US Treasury prices were little changed on Wednesday after minutes from the Federal Reserve's September meeting were in line with expectations and after the Treasury Department saw solid demand for three-year and 10-year note supply. Fed policymakers had a prolonged debate about the prospects of a pickup in inflation and the path of future interest rate rises if it did not.
"There's really nothing that stood out. The market reaction has been relatively muted," said Subadra Rajappa, head of US rates strategy at Societe Generale in New York. "We go back to focusing on inflation, that's really where we need more clarity to get a sense of where things are headed for the rest of the year," Rajappa said.
Benchmark 10-year notes were last up 2/32 in price to yield 2.339 percent, down from 2.345 percent on Tuesday. The 10-year yields jumped to 2.402 percent on Friday, the highest level since May 11, after the government's employment report for September showed a rise in wages that boosted expectations inflation is increasing.
Consumer price data on Friday will be scrutinized for confirmation of higher prices, though many analysts have said that data is muddied by recent hurricanes. Adverse weather is seen as having impeded lower-income workers from getting to work more than it did higher-income workers. The Fed minutes maintained expectations that the US central bank is likely to raise rates again at its December meeting.

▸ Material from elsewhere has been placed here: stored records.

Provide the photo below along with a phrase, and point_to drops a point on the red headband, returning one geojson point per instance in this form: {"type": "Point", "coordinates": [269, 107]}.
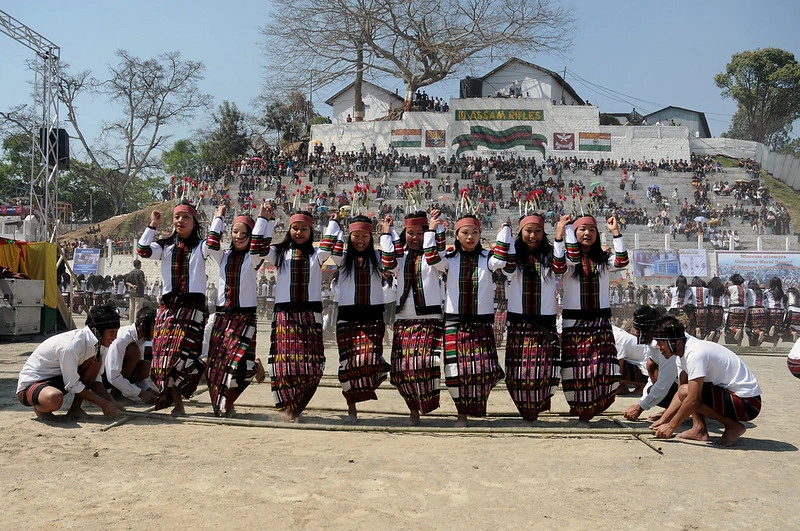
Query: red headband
{"type": "Point", "coordinates": [466, 222]}
{"type": "Point", "coordinates": [361, 225]}
{"type": "Point", "coordinates": [189, 209]}
{"type": "Point", "coordinates": [301, 218]}
{"type": "Point", "coordinates": [584, 220]}
{"type": "Point", "coordinates": [247, 220]}
{"type": "Point", "coordinates": [415, 222]}
{"type": "Point", "coordinates": [533, 218]}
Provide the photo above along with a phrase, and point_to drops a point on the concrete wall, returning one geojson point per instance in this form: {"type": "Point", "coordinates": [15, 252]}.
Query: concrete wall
{"type": "Point", "coordinates": [538, 118]}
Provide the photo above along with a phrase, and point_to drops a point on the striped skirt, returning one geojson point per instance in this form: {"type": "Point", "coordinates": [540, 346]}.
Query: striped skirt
{"type": "Point", "coordinates": [416, 354]}
{"type": "Point", "coordinates": [296, 360]}
{"type": "Point", "coordinates": [729, 405]}
{"type": "Point", "coordinates": [361, 365]}
{"type": "Point", "coordinates": [231, 363]}
{"type": "Point", "coordinates": [471, 367]}
{"type": "Point", "coordinates": [590, 369]}
{"type": "Point", "coordinates": [533, 368]}
{"type": "Point", "coordinates": [177, 344]}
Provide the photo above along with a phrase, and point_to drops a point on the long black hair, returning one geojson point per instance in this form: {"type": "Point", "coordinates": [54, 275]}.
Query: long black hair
{"type": "Point", "coordinates": [457, 245]}
{"type": "Point", "coordinates": [306, 249]}
{"type": "Point", "coordinates": [413, 215]}
{"type": "Point", "coordinates": [194, 238]}
{"type": "Point", "coordinates": [351, 255]}
{"type": "Point", "coordinates": [543, 255]}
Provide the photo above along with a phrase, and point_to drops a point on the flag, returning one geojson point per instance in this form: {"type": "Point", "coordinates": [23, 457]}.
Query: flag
{"type": "Point", "coordinates": [406, 138]}
{"type": "Point", "coordinates": [564, 141]}
{"type": "Point", "coordinates": [595, 142]}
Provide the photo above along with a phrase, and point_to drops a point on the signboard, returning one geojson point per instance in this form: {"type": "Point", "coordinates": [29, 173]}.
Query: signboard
{"type": "Point", "coordinates": [760, 265]}
{"type": "Point", "coordinates": [86, 261]}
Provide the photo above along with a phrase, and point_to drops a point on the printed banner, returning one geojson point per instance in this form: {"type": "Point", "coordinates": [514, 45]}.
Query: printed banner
{"type": "Point", "coordinates": [760, 265]}
{"type": "Point", "coordinates": [435, 138]}
{"type": "Point", "coordinates": [406, 138]}
{"type": "Point", "coordinates": [694, 263]}
{"type": "Point", "coordinates": [594, 141]}
{"type": "Point", "coordinates": [86, 261]}
{"type": "Point", "coordinates": [656, 263]}
{"type": "Point", "coordinates": [519, 115]}
{"type": "Point", "coordinates": [521, 135]}
{"type": "Point", "coordinates": [564, 141]}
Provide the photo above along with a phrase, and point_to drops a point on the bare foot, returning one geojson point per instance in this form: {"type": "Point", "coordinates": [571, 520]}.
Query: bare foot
{"type": "Point", "coordinates": [731, 435]}
{"type": "Point", "coordinates": [694, 434]}
{"type": "Point", "coordinates": [77, 413]}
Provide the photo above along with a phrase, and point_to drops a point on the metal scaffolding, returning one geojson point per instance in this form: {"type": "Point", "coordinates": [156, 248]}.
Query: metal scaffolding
{"type": "Point", "coordinates": [44, 144]}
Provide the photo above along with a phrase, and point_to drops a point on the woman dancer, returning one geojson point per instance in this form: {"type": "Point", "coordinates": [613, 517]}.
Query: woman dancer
{"type": "Point", "coordinates": [418, 328]}
{"type": "Point", "coordinates": [590, 369]}
{"type": "Point", "coordinates": [177, 341]}
{"type": "Point", "coordinates": [471, 367]}
{"type": "Point", "coordinates": [232, 361]}
{"type": "Point", "coordinates": [297, 355]}
{"type": "Point", "coordinates": [533, 367]}
{"type": "Point", "coordinates": [360, 328]}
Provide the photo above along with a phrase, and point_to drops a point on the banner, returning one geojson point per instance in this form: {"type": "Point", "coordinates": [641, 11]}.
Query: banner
{"type": "Point", "coordinates": [594, 142]}
{"type": "Point", "coordinates": [435, 138]}
{"type": "Point", "coordinates": [86, 261]}
{"type": "Point", "coordinates": [694, 263]}
{"type": "Point", "coordinates": [760, 265]}
{"type": "Point", "coordinates": [564, 141]}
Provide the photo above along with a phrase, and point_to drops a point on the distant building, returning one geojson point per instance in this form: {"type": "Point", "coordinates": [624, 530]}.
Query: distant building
{"type": "Point", "coordinates": [377, 102]}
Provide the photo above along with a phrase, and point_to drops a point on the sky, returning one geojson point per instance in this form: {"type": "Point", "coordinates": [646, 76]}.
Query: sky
{"type": "Point", "coordinates": [625, 53]}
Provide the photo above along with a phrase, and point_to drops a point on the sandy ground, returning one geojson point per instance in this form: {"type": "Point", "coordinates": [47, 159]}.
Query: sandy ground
{"type": "Point", "coordinates": [159, 474]}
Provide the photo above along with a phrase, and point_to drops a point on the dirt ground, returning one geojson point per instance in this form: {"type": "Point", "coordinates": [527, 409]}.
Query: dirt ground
{"type": "Point", "coordinates": [157, 474]}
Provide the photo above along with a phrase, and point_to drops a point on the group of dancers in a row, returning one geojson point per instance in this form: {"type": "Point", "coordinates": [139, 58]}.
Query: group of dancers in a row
{"type": "Point", "coordinates": [428, 327]}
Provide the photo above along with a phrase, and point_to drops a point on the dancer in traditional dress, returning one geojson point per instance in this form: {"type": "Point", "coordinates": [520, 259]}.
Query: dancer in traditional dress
{"type": "Point", "coordinates": [177, 342]}
{"type": "Point", "coordinates": [533, 367]}
{"type": "Point", "coordinates": [737, 309]}
{"type": "Point", "coordinates": [776, 312]}
{"type": "Point", "coordinates": [590, 371]}
{"type": "Point", "coordinates": [471, 367]}
{"type": "Point", "coordinates": [418, 326]}
{"type": "Point", "coordinates": [756, 323]}
{"type": "Point", "coordinates": [716, 302]}
{"type": "Point", "coordinates": [360, 328]}
{"type": "Point", "coordinates": [232, 362]}
{"type": "Point", "coordinates": [297, 354]}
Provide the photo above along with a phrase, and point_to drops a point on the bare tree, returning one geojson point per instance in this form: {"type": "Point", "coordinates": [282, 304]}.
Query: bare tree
{"type": "Point", "coordinates": [418, 41]}
{"type": "Point", "coordinates": [153, 94]}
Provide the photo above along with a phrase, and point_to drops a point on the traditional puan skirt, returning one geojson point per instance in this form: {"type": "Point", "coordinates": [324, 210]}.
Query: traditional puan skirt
{"type": "Point", "coordinates": [231, 363]}
{"type": "Point", "coordinates": [471, 367]}
{"type": "Point", "coordinates": [533, 367]}
{"type": "Point", "coordinates": [416, 354]}
{"type": "Point", "coordinates": [361, 365]}
{"type": "Point", "coordinates": [296, 359]}
{"type": "Point", "coordinates": [177, 344]}
{"type": "Point", "coordinates": [729, 405]}
{"type": "Point", "coordinates": [589, 367]}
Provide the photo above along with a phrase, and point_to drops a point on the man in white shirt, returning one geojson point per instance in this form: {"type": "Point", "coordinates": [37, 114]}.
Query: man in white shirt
{"type": "Point", "coordinates": [662, 372]}
{"type": "Point", "coordinates": [717, 384]}
{"type": "Point", "coordinates": [126, 371]}
{"type": "Point", "coordinates": [71, 362]}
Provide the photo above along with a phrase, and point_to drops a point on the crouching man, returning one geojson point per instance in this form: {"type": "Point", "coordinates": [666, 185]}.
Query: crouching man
{"type": "Point", "coordinates": [716, 384]}
{"type": "Point", "coordinates": [71, 362]}
{"type": "Point", "coordinates": [127, 373]}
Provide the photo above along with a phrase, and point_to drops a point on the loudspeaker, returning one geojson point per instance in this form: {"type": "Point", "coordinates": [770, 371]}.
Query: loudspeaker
{"type": "Point", "coordinates": [59, 143]}
{"type": "Point", "coordinates": [471, 87]}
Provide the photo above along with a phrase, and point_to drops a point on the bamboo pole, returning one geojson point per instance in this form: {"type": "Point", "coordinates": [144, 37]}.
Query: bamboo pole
{"type": "Point", "coordinates": [219, 421]}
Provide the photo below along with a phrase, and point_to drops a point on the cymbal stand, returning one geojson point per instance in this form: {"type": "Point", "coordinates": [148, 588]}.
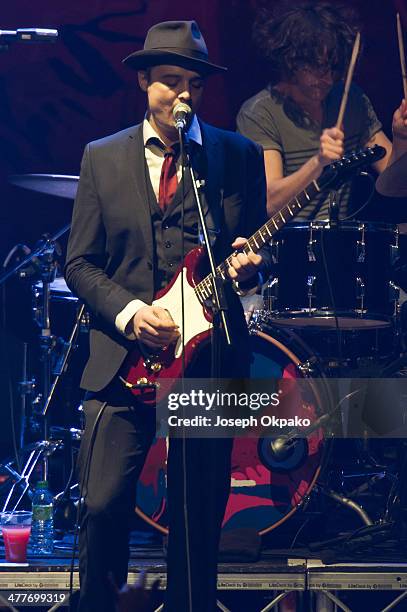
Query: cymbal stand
{"type": "Point", "coordinates": [47, 265]}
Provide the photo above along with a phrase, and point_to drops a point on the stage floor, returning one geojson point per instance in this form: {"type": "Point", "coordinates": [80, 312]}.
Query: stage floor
{"type": "Point", "coordinates": [44, 583]}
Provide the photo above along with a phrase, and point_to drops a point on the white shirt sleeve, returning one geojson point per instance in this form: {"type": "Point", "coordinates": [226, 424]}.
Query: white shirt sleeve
{"type": "Point", "coordinates": [124, 317]}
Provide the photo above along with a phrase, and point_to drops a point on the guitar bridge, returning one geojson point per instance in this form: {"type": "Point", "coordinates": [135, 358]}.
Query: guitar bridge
{"type": "Point", "coordinates": [152, 364]}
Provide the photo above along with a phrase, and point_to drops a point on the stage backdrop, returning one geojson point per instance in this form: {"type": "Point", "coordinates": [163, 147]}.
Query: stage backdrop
{"type": "Point", "coordinates": [55, 98]}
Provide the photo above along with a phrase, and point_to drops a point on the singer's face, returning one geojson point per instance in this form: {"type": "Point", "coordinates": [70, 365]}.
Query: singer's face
{"type": "Point", "coordinates": [166, 86]}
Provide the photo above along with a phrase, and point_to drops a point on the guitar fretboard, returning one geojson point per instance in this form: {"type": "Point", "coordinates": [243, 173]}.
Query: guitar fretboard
{"type": "Point", "coordinates": [263, 235]}
{"type": "Point", "coordinates": [338, 169]}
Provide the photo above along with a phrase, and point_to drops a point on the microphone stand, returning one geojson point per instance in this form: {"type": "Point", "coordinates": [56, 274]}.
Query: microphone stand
{"type": "Point", "coordinates": [219, 304]}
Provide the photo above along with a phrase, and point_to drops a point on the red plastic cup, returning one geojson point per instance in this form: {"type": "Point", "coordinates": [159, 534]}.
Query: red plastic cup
{"type": "Point", "coordinates": [16, 529]}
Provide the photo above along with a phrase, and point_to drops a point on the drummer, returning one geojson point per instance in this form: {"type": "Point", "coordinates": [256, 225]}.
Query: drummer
{"type": "Point", "coordinates": [308, 46]}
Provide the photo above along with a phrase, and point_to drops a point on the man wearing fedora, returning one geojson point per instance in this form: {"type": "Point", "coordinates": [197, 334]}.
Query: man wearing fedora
{"type": "Point", "coordinates": [125, 245]}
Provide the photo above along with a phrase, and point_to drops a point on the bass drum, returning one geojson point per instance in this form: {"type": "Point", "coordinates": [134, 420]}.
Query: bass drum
{"type": "Point", "coordinates": [265, 490]}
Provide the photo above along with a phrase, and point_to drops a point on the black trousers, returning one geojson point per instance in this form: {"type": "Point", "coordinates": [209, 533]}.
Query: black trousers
{"type": "Point", "coordinates": [110, 463]}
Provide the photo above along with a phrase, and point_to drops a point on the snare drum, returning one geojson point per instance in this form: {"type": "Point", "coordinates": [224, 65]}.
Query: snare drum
{"type": "Point", "coordinates": [327, 275]}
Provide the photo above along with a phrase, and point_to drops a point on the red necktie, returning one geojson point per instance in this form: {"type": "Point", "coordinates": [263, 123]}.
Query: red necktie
{"type": "Point", "coordinates": [168, 178]}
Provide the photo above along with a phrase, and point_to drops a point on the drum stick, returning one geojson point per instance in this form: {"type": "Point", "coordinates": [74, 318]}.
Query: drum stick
{"type": "Point", "coordinates": [402, 55]}
{"type": "Point", "coordinates": [349, 76]}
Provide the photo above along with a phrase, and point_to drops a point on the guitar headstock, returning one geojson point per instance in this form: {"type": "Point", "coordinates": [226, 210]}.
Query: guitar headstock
{"type": "Point", "coordinates": [341, 170]}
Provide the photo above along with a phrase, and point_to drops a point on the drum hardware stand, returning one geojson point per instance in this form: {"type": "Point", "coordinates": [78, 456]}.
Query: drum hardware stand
{"type": "Point", "coordinates": [26, 387]}
{"type": "Point", "coordinates": [39, 450]}
{"type": "Point", "coordinates": [333, 207]}
{"type": "Point", "coordinates": [40, 262]}
{"type": "Point", "coordinates": [345, 501]}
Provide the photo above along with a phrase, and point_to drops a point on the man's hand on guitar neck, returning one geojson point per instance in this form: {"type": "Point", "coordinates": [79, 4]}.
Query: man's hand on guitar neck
{"type": "Point", "coordinates": [244, 267]}
{"type": "Point", "coordinates": [154, 327]}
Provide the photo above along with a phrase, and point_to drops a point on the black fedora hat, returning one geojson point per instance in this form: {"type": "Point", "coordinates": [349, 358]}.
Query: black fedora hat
{"type": "Point", "coordinates": [178, 43]}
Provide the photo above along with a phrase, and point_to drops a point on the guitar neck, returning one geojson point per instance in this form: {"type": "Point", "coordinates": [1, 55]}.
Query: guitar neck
{"type": "Point", "coordinates": [263, 235]}
{"type": "Point", "coordinates": [341, 169]}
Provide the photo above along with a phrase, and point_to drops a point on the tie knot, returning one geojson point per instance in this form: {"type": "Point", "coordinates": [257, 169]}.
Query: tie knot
{"type": "Point", "coordinates": [171, 151]}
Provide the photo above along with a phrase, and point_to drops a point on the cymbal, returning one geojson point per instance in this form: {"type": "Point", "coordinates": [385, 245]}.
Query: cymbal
{"type": "Point", "coordinates": [60, 185]}
{"type": "Point", "coordinates": [393, 180]}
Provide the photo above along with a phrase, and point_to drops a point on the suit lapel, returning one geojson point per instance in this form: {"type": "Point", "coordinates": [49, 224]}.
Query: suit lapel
{"type": "Point", "coordinates": [138, 185]}
{"type": "Point", "coordinates": [212, 193]}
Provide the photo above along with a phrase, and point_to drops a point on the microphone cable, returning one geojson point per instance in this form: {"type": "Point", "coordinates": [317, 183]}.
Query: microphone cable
{"type": "Point", "coordinates": [184, 453]}
{"type": "Point", "coordinates": [82, 492]}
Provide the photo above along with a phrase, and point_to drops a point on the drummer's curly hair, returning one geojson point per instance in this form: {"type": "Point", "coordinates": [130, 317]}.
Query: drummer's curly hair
{"type": "Point", "coordinates": [293, 33]}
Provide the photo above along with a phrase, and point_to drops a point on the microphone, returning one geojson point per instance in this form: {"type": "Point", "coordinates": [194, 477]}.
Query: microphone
{"type": "Point", "coordinates": [181, 114]}
{"type": "Point", "coordinates": [28, 35]}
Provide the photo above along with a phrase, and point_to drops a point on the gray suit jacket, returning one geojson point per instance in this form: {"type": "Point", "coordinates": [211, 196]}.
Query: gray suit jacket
{"type": "Point", "coordinates": [110, 250]}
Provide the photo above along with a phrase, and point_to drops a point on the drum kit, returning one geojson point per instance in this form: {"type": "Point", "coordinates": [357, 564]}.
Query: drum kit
{"type": "Point", "coordinates": [331, 309]}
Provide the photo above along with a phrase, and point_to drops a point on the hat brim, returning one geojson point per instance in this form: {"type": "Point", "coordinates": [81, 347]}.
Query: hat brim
{"type": "Point", "coordinates": [140, 60]}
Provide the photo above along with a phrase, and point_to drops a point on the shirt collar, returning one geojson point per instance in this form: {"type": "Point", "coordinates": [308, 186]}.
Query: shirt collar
{"type": "Point", "coordinates": [194, 132]}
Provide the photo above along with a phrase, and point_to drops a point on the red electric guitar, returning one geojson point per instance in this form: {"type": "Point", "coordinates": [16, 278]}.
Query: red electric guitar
{"type": "Point", "coordinates": [151, 374]}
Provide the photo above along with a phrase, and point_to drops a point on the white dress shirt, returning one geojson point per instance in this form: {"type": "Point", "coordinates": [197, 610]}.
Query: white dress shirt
{"type": "Point", "coordinates": [154, 155]}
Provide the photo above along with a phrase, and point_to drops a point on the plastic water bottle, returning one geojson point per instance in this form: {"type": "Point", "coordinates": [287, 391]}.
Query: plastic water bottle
{"type": "Point", "coordinates": [42, 525]}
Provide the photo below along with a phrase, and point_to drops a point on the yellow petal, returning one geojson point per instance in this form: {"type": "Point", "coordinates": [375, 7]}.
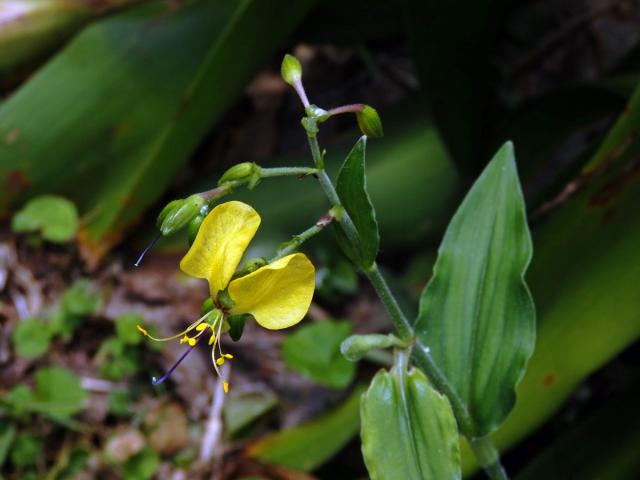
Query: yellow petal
{"type": "Point", "coordinates": [278, 295]}
{"type": "Point", "coordinates": [221, 241]}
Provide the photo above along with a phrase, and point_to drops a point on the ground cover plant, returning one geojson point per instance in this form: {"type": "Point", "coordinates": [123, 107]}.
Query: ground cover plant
{"type": "Point", "coordinates": [215, 264]}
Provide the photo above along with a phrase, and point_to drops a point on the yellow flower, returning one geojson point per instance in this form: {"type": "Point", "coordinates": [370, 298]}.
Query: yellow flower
{"type": "Point", "coordinates": [277, 295]}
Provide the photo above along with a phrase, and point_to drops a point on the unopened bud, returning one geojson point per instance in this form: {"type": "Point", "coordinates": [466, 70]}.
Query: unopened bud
{"type": "Point", "coordinates": [357, 346]}
{"type": "Point", "coordinates": [240, 172]}
{"type": "Point", "coordinates": [317, 113]}
{"type": "Point", "coordinates": [180, 214]}
{"type": "Point", "coordinates": [170, 207]}
{"type": "Point", "coordinates": [369, 122]}
{"type": "Point", "coordinates": [291, 70]}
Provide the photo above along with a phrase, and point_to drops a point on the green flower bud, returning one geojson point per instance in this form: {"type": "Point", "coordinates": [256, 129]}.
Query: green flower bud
{"type": "Point", "coordinates": [181, 214]}
{"type": "Point", "coordinates": [369, 122]}
{"type": "Point", "coordinates": [240, 172]}
{"type": "Point", "coordinates": [310, 124]}
{"type": "Point", "coordinates": [291, 70]}
{"type": "Point", "coordinates": [236, 326]}
{"type": "Point", "coordinates": [170, 207]}
{"type": "Point", "coordinates": [356, 346]}
{"type": "Point", "coordinates": [317, 113]}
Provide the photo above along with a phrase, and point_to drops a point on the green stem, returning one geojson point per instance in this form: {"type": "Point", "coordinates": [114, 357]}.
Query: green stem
{"type": "Point", "coordinates": [292, 245]}
{"type": "Point", "coordinates": [287, 171]}
{"type": "Point", "coordinates": [484, 449]}
{"type": "Point", "coordinates": [329, 190]}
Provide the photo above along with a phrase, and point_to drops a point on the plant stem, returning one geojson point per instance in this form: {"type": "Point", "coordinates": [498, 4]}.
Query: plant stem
{"type": "Point", "coordinates": [287, 171]}
{"type": "Point", "coordinates": [329, 190]}
{"type": "Point", "coordinates": [484, 449]}
{"type": "Point", "coordinates": [292, 245]}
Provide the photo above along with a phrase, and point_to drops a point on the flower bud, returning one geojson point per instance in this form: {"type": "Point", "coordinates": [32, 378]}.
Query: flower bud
{"type": "Point", "coordinates": [317, 113]}
{"type": "Point", "coordinates": [369, 122]}
{"type": "Point", "coordinates": [194, 227]}
{"type": "Point", "coordinates": [357, 346]}
{"type": "Point", "coordinates": [170, 207]}
{"type": "Point", "coordinates": [180, 214]}
{"type": "Point", "coordinates": [291, 70]}
{"type": "Point", "coordinates": [242, 172]}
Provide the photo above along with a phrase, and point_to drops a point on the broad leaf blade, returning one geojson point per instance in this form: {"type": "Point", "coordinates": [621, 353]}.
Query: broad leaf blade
{"type": "Point", "coordinates": [476, 314]}
{"type": "Point", "coordinates": [352, 190]}
{"type": "Point", "coordinates": [408, 429]}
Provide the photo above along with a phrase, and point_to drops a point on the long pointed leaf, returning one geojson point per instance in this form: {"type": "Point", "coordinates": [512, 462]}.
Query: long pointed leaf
{"type": "Point", "coordinates": [408, 429]}
{"type": "Point", "coordinates": [352, 189]}
{"type": "Point", "coordinates": [476, 314]}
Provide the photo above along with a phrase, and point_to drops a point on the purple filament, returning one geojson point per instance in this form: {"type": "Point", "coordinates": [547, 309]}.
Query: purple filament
{"type": "Point", "coordinates": [157, 381]}
{"type": "Point", "coordinates": [147, 248]}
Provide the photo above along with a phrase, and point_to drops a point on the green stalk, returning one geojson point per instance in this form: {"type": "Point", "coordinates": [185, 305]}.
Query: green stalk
{"type": "Point", "coordinates": [292, 245]}
{"type": "Point", "coordinates": [483, 448]}
{"type": "Point", "coordinates": [287, 171]}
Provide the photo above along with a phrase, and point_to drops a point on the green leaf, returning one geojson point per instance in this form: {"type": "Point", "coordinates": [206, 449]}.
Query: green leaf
{"type": "Point", "coordinates": [314, 351]}
{"type": "Point", "coordinates": [168, 73]}
{"type": "Point", "coordinates": [309, 445]}
{"type": "Point", "coordinates": [476, 314]}
{"type": "Point", "coordinates": [7, 434]}
{"type": "Point", "coordinates": [142, 466]}
{"type": "Point", "coordinates": [126, 328]}
{"type": "Point", "coordinates": [352, 190]}
{"type": "Point", "coordinates": [588, 313]}
{"type": "Point", "coordinates": [54, 217]}
{"type": "Point", "coordinates": [242, 408]}
{"type": "Point", "coordinates": [410, 177]}
{"type": "Point", "coordinates": [58, 392]}
{"type": "Point", "coordinates": [31, 337]}
{"type": "Point", "coordinates": [408, 429]}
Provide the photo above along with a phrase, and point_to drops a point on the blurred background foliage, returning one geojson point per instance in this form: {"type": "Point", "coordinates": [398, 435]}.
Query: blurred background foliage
{"type": "Point", "coordinates": [110, 108]}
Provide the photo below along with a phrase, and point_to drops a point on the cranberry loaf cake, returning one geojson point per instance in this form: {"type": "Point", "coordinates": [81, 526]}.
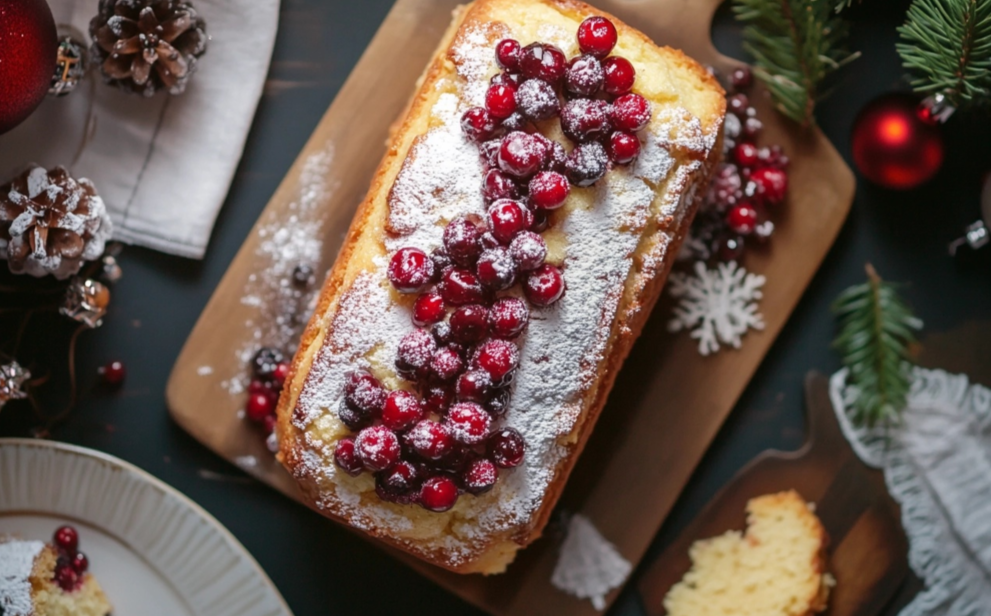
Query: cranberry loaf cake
{"type": "Point", "coordinates": [514, 240]}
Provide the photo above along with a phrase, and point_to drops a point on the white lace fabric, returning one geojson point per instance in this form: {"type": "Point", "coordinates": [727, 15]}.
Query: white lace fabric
{"type": "Point", "coordinates": [937, 465]}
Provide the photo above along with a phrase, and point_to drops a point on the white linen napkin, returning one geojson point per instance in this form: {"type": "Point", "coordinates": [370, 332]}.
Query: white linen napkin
{"type": "Point", "coordinates": [163, 165]}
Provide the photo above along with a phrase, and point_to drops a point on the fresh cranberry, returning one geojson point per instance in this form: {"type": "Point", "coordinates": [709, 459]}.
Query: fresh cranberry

Its policy statement last month was seen as hawkish, and that view gained further credence in the wake of strong US economic data and Fed officials' comments. "Speakers have been out in force recently, and I think they've been pretty clear that a December rate hike is certainly on the table," said Thomas Simons, a money market economist at Jefferies in New York. The Treasury saw solid demand for $24 billion in three-year notes and $20 billion in 10-year notes on Wednesday, part of $56 billion in new coupon-bearing supply this week. The government will also sell $12 billion in 30-year bonds on Thursday.